BFH

Einschränkung der Berücksichtigung von Steuerschulden bei Steuerhinterziehung durch Erblasser unter Änderung der Rechtsprechung


Bei der Erbschaftsteuer wirken Steuerschulden, die auf einer Steuerhinterziehung des Erblassers beruhen, nur dann erwerbsmindernd, soweit die hinterzogene Steuer nach dem Erbfall auch tatsächlich festgesetzt wird.


Zum Sachverhalt

Im Streitfall hatte eine Erblasserin Zinsen aus in Luxemburg angelegtem Kapitalvermögen nicht versteuert. Nach ihrem Tod deckte der Kläger, einer der Erben, die Steuerhinterziehung gegenüber dem Finanzamt (FA) auf. Das FA setzte die Einkommensteuer nachträglich gegen die Erben als Gesamtrechtsnachfolger fest, legte dabei jedoch fälschlicherweise DM-Beträge statt Euro-Beträge zugrunde. Dies führte im Ergebnis zu einer zu niedrigen Einkommensteuer. Der Kläger machte bei der Erbschaftsteuer nicht die tatsächlich festgesetzte, sondern die materiell-rechtlich zutreffende Einkommensteuersteuerschuld als Nachlassverbindlichkeit geltend. Das für die Erbschaftsteuer zuständige FA erkannte nur die tatsächlich festgesetzte Einkommensteuer als Nachlassverbindlichkeit an.
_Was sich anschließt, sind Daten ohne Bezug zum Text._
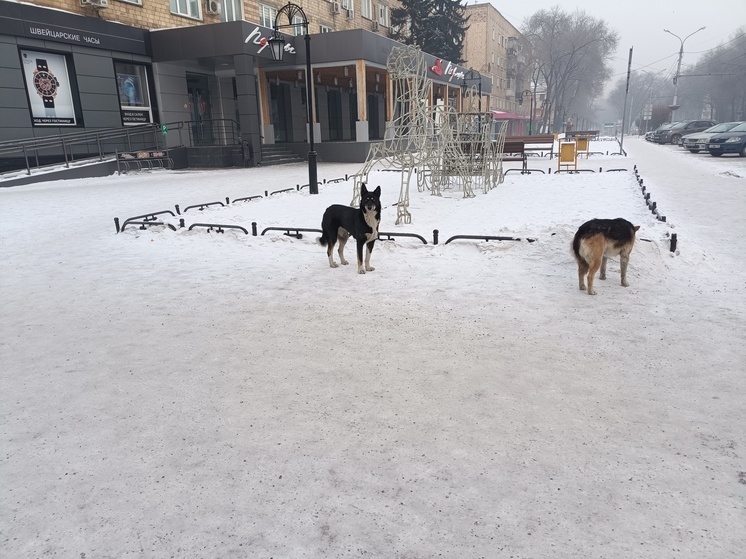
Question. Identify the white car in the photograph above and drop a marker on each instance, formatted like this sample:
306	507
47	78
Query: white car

Das FG folgte der Auffassung des Klägers.

Entscheidung des BFH

Der BFH hob die Entscheidung des FG auf und wies die Klage ab. Nach Auffassung des BFH mindert sich der steuerpflichtige Erwerb des Erben entsprechend dem sog. Bereicherungsprinzip um die vom Erblasser herrührenden Schulden (§ 10 V Nr. 1 des Erbschaftsteuer- und Schenkungsteuergesetzes). Dies erfordert eine wirtschaftliche Belastung des Erben. Bei Steuerschulden des Erblassers ist diese im Allgemeinen gegeben, da die Finanzbehörden die entstandenen Steueransprüche grundsätzlich auch festsetzen.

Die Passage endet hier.